The current research findings also indicate that design research and development are needed in automation and semi-automation(e.g., humans and machines working together) in assessment systems. Automation and semi-automation of assessments to provide feedback, observations, classifications, and scoring are increasingly being used to serve both formative and summative purposes in game-based learning.

Gibson, Ifenthaler, and Orlic (2016) proposed an open assessment resources approach that has the potential to increase trust in and use of open education resources (OER) in game-based learning and assessment by adding clarity about assessment purposes and targets in the open resources world. Open assessment resources (OAR) with generalized formative feedback are aligned with a specific educative purpose expressed by some user of a specific OER toward the utility and expectations for using that OER to achieve an educational outcome. Hence, OAR may be utilized by game designers to include valuable and competence-based assessments in game-based learning.

The application of analytics-driven game-based assessments opens up opportunities for the assessment of engagement and other motivational (or even broader: non-cognitive) constructs within game-based learning environments (Eseryel et al., 2014). The availability of real-time information about the learners’ actions and behaviors stemming from key decision points or game-specific events provides insights into the extent of the learners’ engagement during gameplay. The analysis of single action or behavior and the investigation of more complex series of actions and behaviors can elicit patterns of engagement and therefore provide key insights into ongoing learning processes within game-based learning environments.
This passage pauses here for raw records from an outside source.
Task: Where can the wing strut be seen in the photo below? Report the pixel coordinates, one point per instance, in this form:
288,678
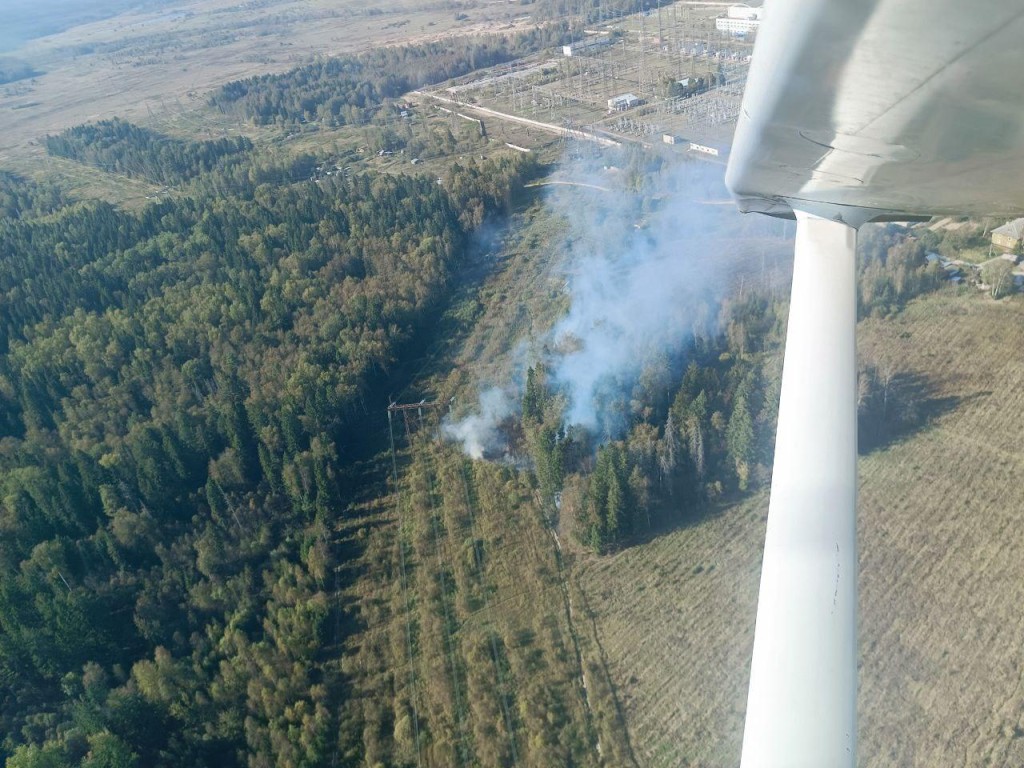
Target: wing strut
802,704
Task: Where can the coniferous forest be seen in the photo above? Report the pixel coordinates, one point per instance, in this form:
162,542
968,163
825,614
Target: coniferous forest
192,397
181,391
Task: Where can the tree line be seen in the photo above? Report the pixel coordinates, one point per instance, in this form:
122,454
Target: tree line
119,146
701,423
182,391
347,90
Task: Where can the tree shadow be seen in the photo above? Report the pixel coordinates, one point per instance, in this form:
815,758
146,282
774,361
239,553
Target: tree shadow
895,406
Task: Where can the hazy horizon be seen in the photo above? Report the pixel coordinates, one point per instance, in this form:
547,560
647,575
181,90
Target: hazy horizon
29,19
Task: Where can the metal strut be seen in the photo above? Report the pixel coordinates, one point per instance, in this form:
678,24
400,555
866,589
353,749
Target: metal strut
802,702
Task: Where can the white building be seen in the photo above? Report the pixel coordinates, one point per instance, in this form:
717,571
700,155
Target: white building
739,19
623,101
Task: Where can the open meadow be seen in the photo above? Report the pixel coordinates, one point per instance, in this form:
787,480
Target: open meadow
941,581
156,65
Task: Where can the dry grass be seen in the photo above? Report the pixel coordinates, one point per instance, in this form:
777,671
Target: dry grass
157,67
942,579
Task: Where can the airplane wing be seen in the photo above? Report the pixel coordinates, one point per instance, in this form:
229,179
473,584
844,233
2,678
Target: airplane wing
855,111
895,107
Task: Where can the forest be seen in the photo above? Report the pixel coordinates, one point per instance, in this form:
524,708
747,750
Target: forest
347,90
701,420
119,146
190,410
182,390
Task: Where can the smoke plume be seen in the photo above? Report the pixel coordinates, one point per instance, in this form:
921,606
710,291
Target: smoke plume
645,273
478,431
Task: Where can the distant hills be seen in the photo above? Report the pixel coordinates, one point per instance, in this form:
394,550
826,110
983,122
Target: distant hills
28,19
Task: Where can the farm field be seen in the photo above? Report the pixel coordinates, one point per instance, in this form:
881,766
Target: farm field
155,65
941,579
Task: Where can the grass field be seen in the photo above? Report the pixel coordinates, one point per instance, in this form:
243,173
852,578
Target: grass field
942,579
156,66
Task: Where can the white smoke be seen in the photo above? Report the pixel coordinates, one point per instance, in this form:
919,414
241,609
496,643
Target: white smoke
478,431
645,274
641,284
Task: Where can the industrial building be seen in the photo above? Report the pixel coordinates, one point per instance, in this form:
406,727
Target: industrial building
623,101
739,19
1009,236
588,44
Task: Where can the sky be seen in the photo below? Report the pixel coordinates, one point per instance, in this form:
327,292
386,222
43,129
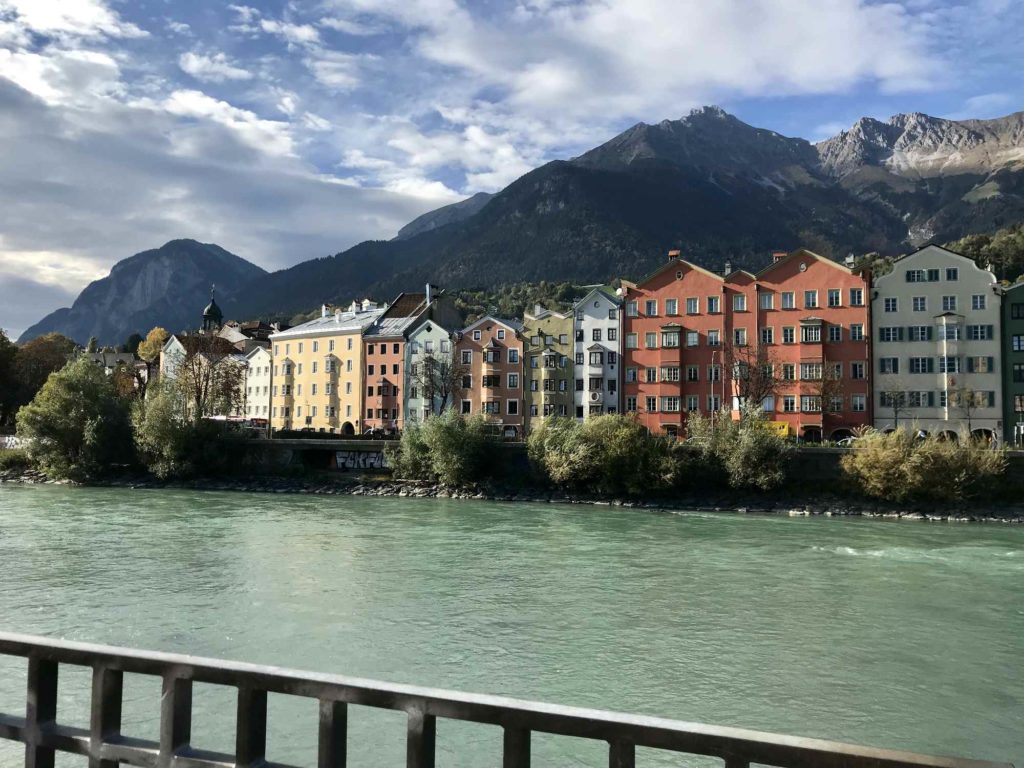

To sum up, the complexity of designing adaptive assessment and feedback systems has been discussed widely over the past few years (e.g., Sadler, 2010; Shute, 2008). The current challenge is to make use of data—from learners, teachers, and game learning environments—for assessments. Hence, more research is needed to unveil diverse methods and processes related to how design teams, often including learning scientists, subject-matter experts, and game designers, can seamlessly integrate design thinking and the formalization of assessment models into meaningful assessment for game-based learning environments.